Le canton doit-il se donner une nouvelle mission consistant à garantir des fonds de roulement aux entreprises qui ont des problèmes de liquidités? Cette idée lancée dans "24 Heures" de lundi est tout simplement saugrenue. Il existe des acteurs privés pour garantir des fonds de roulement aux sociétés: ce sont les banques. Pourquoi diable l'Etat devrait-il se substituer à elles? Le financement des entreprises est - et doit rester - une activité privée.

Que diraient les agriculteurs si l'Etat se mettait à fournir les commerces en viande, fruits et légumes, qui plus est à des prix plus avantageux que ceux pratiqués par les paysans eux-mêmes? Les entreprises de la contruction trouveraient-elles admissible que le canton crée sa propre société pour construire routes, hôpitaux et logements?
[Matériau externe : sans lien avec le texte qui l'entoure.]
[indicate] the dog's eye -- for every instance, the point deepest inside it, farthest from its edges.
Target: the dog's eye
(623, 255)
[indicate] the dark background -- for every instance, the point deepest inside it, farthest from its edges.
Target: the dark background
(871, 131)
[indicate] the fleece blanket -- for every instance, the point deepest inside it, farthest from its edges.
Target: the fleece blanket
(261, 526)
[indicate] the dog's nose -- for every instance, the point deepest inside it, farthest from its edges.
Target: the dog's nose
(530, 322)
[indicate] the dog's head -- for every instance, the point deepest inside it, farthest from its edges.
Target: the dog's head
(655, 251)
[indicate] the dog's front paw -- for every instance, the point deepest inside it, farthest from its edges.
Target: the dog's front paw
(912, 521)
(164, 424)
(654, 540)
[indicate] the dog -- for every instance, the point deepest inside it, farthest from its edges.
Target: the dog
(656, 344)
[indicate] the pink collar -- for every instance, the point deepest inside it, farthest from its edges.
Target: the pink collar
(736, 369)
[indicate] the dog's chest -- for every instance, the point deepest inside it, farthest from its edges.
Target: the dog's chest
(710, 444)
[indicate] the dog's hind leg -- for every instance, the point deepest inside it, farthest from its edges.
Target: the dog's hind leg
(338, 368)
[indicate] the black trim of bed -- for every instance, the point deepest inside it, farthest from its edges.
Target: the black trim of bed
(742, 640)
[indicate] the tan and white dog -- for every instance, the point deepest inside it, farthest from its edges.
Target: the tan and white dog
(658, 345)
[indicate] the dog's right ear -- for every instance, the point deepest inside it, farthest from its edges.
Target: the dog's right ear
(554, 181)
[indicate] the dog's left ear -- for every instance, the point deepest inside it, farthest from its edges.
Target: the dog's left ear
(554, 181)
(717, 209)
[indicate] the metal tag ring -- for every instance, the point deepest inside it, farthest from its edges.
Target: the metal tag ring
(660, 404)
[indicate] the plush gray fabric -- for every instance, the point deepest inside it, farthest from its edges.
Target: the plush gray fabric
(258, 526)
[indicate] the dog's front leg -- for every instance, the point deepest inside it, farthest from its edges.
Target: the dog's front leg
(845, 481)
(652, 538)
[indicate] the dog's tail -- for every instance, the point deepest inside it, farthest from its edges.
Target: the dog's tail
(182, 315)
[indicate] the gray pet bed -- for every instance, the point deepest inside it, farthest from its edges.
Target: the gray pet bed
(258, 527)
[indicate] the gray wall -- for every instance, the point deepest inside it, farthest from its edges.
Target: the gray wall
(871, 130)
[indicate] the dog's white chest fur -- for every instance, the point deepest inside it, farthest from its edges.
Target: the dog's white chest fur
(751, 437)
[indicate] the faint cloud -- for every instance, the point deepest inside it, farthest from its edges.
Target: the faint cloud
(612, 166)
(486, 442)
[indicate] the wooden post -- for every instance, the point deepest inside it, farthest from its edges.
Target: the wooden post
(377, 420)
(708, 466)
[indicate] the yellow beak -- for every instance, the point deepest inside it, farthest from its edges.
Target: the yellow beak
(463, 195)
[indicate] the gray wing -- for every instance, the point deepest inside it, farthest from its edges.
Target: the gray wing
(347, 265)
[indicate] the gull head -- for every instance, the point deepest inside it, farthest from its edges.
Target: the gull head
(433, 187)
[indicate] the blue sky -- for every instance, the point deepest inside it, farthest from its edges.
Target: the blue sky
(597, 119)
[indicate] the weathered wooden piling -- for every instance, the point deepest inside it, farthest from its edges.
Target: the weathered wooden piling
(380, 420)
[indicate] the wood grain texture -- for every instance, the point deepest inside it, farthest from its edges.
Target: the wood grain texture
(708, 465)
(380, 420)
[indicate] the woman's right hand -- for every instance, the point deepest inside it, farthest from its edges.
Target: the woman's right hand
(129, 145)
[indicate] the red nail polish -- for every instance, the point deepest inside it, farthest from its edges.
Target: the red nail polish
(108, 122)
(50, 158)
Tout le monde dénoncerait avec vigueur – et à juste titre – une concurrence déloyale! Il faut être clair: une aide publique directe aux entreprises sous forme d'avances de paiement reviendrait exactement au même pour les instituts financiers. Qu'en penseraient par ailleurs les entreprises qui ne bénéficieraient pas des largesses publiques? Qui devrait avoir droit à l'aide publique et qui devrait en être exclu? N'oublions tout de même pas que le canton compte plus de 30'000 entreprises!

L'administration n'a pas le savoir-faire requis, pourtant indispensable, pour mener au quotidien une activité de crédit. L'octroi de fonds de roulement ne s'improvise pas. Il présuppose une analyse approfondie des entreprises demandeuses de ce type d'avances. Encore une fois, il s'agit là d'un métier à part entière, qui comporte de surcroît une certaine part de risque (de non remboursement) que le contribuable n'a pas à assumer. Vaud recense 30 enseignes bancaires différentes (pour plus de 180 comptoirs) dont un tiers au moins propose des crédits aux entreprises. L'offre est abondante.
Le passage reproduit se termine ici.